“It isn’t worth while going into all the times he met and threatened me. I was to marry him or he would expose me. He would never allow me to marry anyone else. And then finally he turned round and said that he didn’t really want to marry me at all; he only wanted to force father’s consent to start mining and this had seemed the easiest way.”
“That is what is called blackmail, Miss Whitmarsh; a word you don’t seem to have applied to him. The punishment ranges up to penal servitude for life in extreme cases.”
“Yes, that is what it really was. He came on Thursday with the letters in his pocket. That was his last threat when he could not move me. I can guess what happened. He read the letters and proposed a bargain. And my father, who was a very passionate man, and very proud in certain ways, shot him as he thought, and then, in shame and in the madness of despair, took his own life.... Now, Mr Carrados, you were to be my judge.”

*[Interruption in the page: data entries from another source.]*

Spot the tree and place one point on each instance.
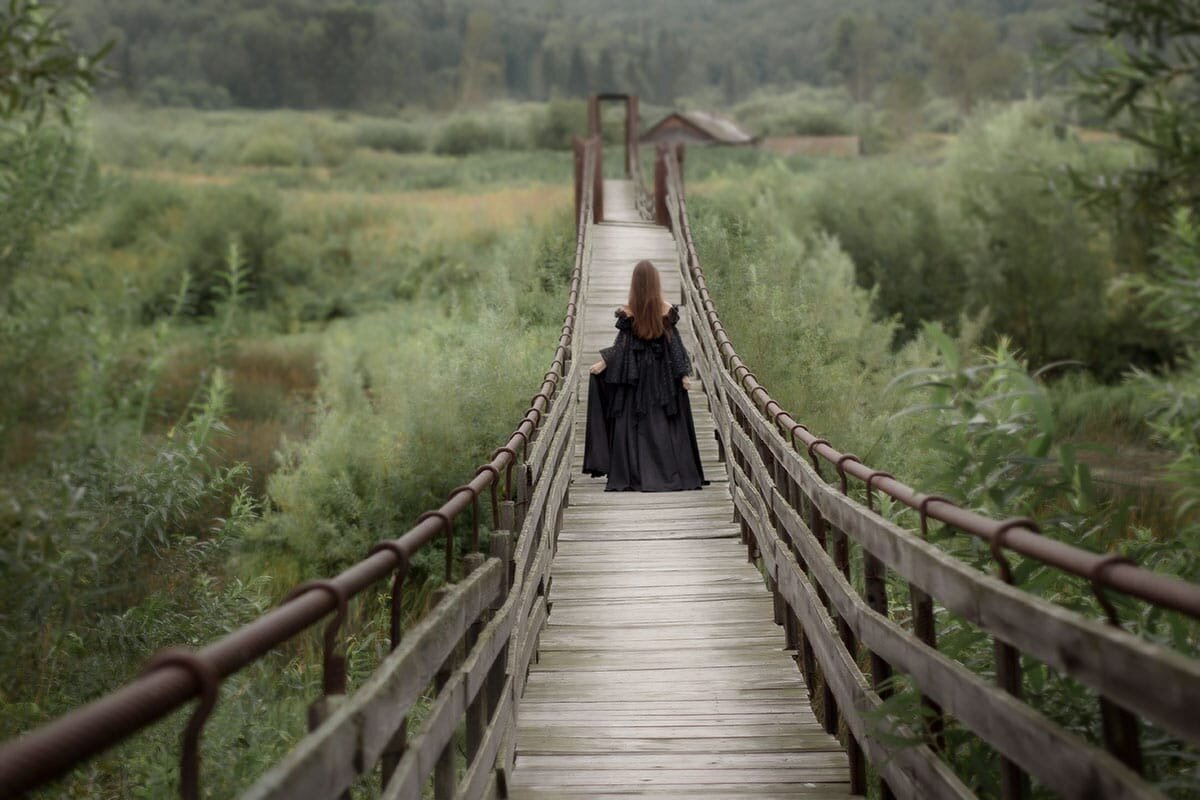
(45, 176)
(969, 62)
(605, 78)
(577, 80)
(1143, 73)
(40, 68)
(857, 54)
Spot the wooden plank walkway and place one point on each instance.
(661, 673)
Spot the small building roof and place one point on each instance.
(707, 125)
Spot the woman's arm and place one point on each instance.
(610, 353)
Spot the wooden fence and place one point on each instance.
(807, 534)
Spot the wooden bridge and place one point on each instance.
(732, 642)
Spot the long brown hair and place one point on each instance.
(646, 301)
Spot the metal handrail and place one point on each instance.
(55, 747)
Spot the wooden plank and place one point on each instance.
(726, 792)
(1055, 757)
(325, 762)
(1110, 661)
(910, 771)
(649, 777)
(660, 644)
(483, 769)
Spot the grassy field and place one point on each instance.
(274, 340)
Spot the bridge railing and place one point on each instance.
(808, 536)
(473, 648)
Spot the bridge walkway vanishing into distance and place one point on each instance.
(660, 668)
(738, 641)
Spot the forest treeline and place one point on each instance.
(369, 54)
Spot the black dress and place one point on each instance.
(640, 431)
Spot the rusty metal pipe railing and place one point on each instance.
(1097, 567)
(55, 747)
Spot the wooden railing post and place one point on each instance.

“I think,” said the blind man, with a great pity in his voice, “that it will be sufficient for you to come up for Judgment when called upon.”
Three weeks later a registered letter bearing the Liverpool postmark was delivered at The Turrets. After he had read it Carrados put it away in a special drawer of his desk, and once or twice in after years, when his work seemed rather barren, he took it out and read it. This is what it contained:
“Dear Mr Carrados,—Some time after you had left me that Sunday afternoon, a man came in the dark to the door and asked for me. I did not see his face for he kept in the shade, but his figure was not very unlike that of your servant Parkinson. A packet was put into my hands and he was gone without a word. From this I imagine that perhaps you did not leave quite as soon as you had intended.

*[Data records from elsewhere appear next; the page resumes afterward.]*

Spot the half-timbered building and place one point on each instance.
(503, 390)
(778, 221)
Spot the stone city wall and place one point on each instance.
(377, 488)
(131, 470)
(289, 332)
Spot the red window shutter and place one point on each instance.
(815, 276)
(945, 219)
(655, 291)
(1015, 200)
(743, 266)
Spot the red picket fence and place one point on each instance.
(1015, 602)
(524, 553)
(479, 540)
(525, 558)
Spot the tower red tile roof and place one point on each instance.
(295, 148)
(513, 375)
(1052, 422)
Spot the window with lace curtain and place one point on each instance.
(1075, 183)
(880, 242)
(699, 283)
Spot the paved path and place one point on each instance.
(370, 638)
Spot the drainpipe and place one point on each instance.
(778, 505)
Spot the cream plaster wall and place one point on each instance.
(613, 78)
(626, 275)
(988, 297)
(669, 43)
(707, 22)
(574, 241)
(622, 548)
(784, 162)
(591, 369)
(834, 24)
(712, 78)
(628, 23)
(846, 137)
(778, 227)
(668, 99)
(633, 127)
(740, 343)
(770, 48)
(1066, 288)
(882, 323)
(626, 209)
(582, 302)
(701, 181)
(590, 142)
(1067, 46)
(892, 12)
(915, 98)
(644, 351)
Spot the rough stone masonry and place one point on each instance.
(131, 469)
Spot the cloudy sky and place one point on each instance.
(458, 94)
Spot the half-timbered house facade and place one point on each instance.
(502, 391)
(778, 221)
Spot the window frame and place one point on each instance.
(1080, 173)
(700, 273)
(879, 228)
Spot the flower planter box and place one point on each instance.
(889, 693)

“Thank you very much indeed for the letters. I was glad to have the miserable things, to drop them into the fire, and to see them pass utterly out of my own and everybody else’s life. I wonder who else in the world would have done so much for a forlorn creature who just flashed across a few days of his busy life? and then I wonder who else could.
“But there is something else for which I thank you now far, far more, and that is for saving me from the blindness of my own passionate folly. When I look back on the abyss of meanness, treachery and guilt into which I would have wilfully cast myself, and been condemned to live in all my life, I can scarcely trust myself to write.
“I will not say that I do not suffer now. I think I shall for many years to come, but all the bitterness and I think all the hardness have been drawn out.